The 25 or so pounds Kim has put on in the past year they have been dating, were very much evident in the fullness of her breasts. Mark squeezed Kim tightly feeling the softness of her love handles under her tight light blue tank top. Kim twirled her beautiful long hair out of her face and kissed him passionately. He lifted her slightly off the ground as they kissed, noticing that she seemed a bit heavier than he last remembered.

“We need to celebrate!” Kim said as she strutted to the fridge and pulled out a bottle of champagne. Her ass filled out her tight jeans wonderfully and her huge boobs bounced up and down wildly as she walked. Mark noticed that his 22-year-old girlfriend was sporting a pair of shapely thunder thighs that seem much larger than he recalled. Her weight gain had been so gradual he hadn’t really paid attention to it before, but now she had a visible little tan belly showing under her skintight shirt.

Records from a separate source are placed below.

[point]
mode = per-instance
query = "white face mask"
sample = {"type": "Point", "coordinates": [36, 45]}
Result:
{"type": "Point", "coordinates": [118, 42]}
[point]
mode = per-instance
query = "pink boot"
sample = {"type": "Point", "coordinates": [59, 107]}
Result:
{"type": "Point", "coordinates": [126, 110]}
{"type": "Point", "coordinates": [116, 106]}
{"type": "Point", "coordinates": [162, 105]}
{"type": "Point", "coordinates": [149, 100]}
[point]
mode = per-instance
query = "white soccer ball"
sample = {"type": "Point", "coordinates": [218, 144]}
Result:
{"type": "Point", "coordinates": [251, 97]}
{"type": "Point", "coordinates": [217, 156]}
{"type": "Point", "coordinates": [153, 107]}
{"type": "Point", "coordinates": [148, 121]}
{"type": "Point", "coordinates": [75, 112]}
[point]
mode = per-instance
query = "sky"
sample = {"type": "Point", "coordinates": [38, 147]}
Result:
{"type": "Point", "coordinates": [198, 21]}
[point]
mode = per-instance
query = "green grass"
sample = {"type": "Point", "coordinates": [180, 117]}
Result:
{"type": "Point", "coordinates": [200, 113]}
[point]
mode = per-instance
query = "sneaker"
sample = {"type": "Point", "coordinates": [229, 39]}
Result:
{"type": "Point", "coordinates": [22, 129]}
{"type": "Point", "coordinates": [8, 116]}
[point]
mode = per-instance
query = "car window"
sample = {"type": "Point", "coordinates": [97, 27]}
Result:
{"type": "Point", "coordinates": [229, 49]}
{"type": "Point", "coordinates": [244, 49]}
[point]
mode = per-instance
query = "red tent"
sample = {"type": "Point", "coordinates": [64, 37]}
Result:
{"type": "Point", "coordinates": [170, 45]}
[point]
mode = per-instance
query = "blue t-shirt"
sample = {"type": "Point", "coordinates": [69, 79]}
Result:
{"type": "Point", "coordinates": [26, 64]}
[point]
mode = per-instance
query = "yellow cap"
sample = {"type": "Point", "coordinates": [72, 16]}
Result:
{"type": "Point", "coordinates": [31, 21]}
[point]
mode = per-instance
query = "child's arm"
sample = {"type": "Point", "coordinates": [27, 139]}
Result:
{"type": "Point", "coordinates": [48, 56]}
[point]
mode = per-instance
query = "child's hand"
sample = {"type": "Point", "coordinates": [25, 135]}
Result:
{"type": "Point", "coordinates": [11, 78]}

“Here, let me open that,” offered Mark.

“Hey I know what goes good with champagne, pizza!” Kim offered with enthusiasm.


* * * * * * * * * * *

“Hey congratulations on getting’ your own show man, that’s awesome.” Says Jordan, a friend of Mark’s.

“Thanks.” Says Mark.

“Hey how’s it goin’ with you and Kim man?” say Jordan.

“It’s going well, getting a little serious.” Says Mark.

“No way are ya gonna ask her?” Jordan said.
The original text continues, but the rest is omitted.